A custom LPR model for lipid-binding Protein prediction

These details have not been verified by PyPI

Project links

Homepage

License
- OSI Approved :: MIT License
Operating System
- OS Independent
Programming Language
- Python :: 3

Project description

license: mit language:

en base_model:
EvolutionaryScale/esmc-300m-2024-12
google-bert/bert-base-uncased new_version: Noora68/lpr-0.4B tags:
biology
protein
protein classification
lipid binding
lipid binding site
recognition

Lipid-Protein Recognition (LPR)

we present a robust prediction tool termed Lipid-Protein Recognition (LPR) for predicting the lipid categories that interact with proteins, utilizing protein sequences as the only input. Using a combined model architecture by the fusion of ESM C and BERT models, our method enables accurate and interpretable prediction to distinguish lipid-binding signature among the 8 major lipid categories defined by LIPID MAPS. LPR will serve as a powerful tool to facilitate the exploration of lipid-binding specificity and rational protein design.

Paper: https://...
GitHub Repository: https://github.com/Noora68/Lipid-binding-Protein-Recognition-LPR
Online Demo: https://colab/

Model Details

Architecture: ESM Cambrian + BERT + classification head
Task: Multi-label protein-lipid binding prediction
Fine-tuned from: ESMC_300m + bert-base-uncased
Developed by: Noora68
Framework: PyTorch + HuggingFace Transformers

Model usage workflow:

Load the model and tokenizer
Process the input sequence (tokenize → batch → pad → mask)
Run inference to obtain logits → probabilities
Output the results and mark high-confidence categories

Usage

from modeling_lpr import LPR
import torch
from torch.nn.utils.rnn import pad_sequence
from esm.tokenization import EsmSequenceTokenizer

# Set device (GPU if available, otherwise CPU)
device = torch.device("cuda" if torch.cuda.is_available() else "cpu")
tokenizer = EsmSequenceTokenizer()

# Default lipid type dictionary
default_dict = {
    "0": "NotLipidType",
    "1": "Fatty Acyl (FA)",
    "2": "Prenol Lipid (PR)",
    "3": "Glycerophospholipid (GP)",
    "4": "Sterol Lipid (ST)",
    "5": "Polyketide (PK)",
    "6": "Glycerolipid (GL)",
    "7": "Sphingolipid (SP)",
    "8": "Saccharolipid (SL)"
}

# Load pretrained LPR model
model = LPR.from_pretrained("Noora68/lpr-0.4B").to(device)

# Example protein sequence
sequence = "MDSNFLKYLSTAPVLFTVWLSFTASFIIEANRFFPDMLYFPM"

# Tokenize the sequence -> input_ids
input_ids = torch.tensor(tokenizer.encode(sequence))

# Add batch dimension: (batch_size=1, length)
input_ids = input_ids.unsqueeze(0)

# Pad to the longest sequence in the batch
input_ids_padded = pad_sequence(input_ids, batch_first=True, padding_value=tokenizer.pad_token_id)

# Build attention mask: 1 for real tokens, 0 for padding
attention_mask = (input_ids_padded != tokenizer.pad_token_id).long()

# Move tensors to the same device as model
input_ids_padded = input_ids_padded.to(device)
attention_mask = attention_mask.to(device)

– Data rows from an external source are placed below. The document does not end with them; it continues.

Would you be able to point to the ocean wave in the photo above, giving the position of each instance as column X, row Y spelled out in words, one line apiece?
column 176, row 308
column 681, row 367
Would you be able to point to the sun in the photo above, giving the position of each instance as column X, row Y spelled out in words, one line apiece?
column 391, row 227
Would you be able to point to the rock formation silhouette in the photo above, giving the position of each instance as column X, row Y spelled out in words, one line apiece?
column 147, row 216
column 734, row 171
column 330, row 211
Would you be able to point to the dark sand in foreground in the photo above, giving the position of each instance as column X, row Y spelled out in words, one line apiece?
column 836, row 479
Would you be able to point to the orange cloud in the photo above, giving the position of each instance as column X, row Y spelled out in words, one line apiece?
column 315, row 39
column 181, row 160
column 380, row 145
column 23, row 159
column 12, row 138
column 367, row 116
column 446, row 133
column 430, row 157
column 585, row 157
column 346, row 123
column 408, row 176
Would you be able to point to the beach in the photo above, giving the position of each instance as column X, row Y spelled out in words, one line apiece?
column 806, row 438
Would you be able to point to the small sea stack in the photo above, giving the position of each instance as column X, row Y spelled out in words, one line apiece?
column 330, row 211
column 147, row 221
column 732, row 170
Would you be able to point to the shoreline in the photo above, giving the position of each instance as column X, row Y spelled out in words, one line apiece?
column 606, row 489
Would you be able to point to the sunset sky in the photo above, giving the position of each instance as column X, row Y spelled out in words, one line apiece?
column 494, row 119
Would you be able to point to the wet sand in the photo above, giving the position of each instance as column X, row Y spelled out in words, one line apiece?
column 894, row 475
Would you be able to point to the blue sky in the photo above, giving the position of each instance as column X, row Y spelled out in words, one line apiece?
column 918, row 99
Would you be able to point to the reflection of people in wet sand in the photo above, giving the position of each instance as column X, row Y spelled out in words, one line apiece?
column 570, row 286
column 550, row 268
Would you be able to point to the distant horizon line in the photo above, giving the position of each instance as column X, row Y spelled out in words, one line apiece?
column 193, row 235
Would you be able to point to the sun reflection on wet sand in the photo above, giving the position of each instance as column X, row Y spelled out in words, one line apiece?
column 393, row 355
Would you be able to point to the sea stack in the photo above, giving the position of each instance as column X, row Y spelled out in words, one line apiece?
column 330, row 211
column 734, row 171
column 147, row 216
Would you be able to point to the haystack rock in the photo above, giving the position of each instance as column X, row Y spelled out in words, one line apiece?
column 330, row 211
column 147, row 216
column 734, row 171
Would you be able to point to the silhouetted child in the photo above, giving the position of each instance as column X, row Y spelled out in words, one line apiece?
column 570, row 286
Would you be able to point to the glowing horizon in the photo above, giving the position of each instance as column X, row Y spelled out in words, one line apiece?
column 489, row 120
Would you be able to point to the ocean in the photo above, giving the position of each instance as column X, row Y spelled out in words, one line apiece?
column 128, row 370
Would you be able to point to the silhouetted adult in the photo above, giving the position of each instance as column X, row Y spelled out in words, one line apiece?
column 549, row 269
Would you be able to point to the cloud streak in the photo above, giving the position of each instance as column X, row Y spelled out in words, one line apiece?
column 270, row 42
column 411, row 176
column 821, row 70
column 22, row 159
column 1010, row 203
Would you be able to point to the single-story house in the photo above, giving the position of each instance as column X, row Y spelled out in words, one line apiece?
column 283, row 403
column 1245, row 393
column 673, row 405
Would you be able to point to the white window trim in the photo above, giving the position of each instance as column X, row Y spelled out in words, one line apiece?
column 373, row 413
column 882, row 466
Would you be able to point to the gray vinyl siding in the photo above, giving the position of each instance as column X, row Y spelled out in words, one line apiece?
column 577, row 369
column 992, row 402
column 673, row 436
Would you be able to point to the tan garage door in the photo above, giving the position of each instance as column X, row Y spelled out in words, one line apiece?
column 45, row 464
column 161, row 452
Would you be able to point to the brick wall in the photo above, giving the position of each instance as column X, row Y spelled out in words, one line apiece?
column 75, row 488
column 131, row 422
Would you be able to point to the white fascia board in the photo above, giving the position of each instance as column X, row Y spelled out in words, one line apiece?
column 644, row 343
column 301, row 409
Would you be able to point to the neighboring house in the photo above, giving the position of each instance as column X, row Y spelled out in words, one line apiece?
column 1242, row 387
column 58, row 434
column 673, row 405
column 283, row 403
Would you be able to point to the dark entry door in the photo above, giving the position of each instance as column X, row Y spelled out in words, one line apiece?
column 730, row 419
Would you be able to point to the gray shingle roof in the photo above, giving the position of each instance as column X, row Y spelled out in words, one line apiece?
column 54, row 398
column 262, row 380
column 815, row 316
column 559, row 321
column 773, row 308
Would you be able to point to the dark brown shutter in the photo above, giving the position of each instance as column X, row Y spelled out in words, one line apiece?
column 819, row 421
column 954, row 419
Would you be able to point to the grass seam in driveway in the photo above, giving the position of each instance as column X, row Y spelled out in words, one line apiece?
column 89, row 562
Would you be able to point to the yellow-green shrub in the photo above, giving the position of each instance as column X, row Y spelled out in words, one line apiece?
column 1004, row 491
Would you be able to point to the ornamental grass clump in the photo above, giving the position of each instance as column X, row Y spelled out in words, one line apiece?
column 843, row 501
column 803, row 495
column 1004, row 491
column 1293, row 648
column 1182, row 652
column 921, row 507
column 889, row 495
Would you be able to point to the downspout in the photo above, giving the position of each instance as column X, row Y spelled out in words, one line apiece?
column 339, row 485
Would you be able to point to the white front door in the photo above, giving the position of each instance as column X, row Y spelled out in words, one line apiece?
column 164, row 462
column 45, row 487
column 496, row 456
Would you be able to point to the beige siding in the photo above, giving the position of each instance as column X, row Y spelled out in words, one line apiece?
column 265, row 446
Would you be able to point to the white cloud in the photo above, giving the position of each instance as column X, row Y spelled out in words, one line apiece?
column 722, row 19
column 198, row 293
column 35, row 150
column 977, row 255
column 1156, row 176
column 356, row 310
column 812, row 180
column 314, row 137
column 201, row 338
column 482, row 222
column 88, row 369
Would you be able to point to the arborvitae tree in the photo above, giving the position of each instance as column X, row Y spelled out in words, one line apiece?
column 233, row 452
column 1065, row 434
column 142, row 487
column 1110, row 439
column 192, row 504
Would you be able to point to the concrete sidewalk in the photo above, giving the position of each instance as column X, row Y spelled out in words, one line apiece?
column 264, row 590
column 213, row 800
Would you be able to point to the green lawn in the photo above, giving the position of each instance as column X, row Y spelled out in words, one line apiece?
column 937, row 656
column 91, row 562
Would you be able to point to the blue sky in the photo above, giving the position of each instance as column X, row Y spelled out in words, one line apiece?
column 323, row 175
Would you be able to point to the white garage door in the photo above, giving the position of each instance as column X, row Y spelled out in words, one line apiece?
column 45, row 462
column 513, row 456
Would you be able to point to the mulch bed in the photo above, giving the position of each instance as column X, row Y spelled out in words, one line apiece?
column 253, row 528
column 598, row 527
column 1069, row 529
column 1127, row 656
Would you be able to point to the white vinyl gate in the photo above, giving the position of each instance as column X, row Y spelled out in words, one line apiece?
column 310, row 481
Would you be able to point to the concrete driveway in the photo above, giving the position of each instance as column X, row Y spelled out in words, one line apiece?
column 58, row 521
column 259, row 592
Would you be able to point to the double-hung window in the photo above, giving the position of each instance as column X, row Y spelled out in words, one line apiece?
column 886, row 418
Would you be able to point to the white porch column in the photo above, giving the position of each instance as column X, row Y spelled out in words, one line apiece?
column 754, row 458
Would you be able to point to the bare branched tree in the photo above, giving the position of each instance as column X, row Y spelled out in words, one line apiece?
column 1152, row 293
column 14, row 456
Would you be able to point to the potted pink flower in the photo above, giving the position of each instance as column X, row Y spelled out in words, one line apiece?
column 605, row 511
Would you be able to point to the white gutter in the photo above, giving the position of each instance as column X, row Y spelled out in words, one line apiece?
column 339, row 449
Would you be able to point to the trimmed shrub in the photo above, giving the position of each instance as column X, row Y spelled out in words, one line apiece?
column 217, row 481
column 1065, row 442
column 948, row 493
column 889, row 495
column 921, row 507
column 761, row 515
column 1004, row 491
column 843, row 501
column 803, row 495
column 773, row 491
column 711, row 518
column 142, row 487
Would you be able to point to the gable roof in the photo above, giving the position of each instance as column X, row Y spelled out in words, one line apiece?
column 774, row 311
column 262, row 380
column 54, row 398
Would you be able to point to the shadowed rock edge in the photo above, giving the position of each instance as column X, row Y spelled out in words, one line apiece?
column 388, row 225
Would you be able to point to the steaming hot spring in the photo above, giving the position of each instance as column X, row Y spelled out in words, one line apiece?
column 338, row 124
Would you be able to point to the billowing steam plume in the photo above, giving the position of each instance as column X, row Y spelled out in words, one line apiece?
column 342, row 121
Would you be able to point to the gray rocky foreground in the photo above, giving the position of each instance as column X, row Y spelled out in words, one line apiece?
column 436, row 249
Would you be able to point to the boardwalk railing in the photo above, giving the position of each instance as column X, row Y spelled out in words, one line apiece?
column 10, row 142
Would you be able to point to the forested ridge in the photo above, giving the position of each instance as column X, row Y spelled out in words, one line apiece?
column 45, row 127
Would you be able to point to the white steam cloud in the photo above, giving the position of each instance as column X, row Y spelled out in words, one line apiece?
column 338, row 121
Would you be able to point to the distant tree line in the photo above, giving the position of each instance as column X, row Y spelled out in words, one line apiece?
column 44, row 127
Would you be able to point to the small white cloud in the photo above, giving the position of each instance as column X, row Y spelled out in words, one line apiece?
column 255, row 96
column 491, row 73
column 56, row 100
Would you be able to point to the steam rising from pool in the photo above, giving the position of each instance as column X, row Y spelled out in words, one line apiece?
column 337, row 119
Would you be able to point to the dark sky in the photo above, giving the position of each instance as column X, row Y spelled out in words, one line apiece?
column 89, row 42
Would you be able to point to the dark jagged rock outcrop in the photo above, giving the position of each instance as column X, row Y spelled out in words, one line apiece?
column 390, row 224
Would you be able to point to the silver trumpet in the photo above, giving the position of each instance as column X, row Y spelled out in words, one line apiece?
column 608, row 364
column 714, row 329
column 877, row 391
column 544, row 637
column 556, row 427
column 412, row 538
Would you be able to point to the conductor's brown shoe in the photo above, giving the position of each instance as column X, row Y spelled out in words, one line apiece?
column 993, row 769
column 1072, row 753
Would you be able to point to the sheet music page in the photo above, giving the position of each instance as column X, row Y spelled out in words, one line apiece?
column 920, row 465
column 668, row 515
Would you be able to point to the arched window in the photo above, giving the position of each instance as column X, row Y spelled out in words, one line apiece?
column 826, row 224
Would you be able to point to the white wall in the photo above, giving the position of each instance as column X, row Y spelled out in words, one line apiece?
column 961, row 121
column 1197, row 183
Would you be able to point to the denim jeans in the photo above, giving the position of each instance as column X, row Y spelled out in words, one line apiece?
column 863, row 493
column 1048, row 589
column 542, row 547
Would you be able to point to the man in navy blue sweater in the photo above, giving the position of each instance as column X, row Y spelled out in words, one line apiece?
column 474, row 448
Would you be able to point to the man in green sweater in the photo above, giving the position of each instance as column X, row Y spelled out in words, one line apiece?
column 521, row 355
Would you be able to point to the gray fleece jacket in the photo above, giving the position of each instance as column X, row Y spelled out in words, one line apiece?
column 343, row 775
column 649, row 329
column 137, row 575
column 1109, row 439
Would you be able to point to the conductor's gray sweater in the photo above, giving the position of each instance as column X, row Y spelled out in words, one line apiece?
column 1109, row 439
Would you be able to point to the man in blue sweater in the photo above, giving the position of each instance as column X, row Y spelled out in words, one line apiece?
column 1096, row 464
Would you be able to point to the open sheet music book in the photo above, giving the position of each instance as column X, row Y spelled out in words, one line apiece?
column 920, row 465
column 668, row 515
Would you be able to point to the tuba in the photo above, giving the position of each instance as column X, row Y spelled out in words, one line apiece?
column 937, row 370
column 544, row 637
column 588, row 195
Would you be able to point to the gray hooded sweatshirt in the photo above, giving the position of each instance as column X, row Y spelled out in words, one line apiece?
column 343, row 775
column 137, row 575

# Forward pass (no gradient needed during inference)
with torch.no_grad():
    outputs = model(input_ids_padded, attention_mask)

# Convert logits to probabilities using sigmoid
probs = torch.sigmoid(outputs['logits'])

# Convert to CPU and numpy array
probs = probs.squeeze().detach().cpu().numpy()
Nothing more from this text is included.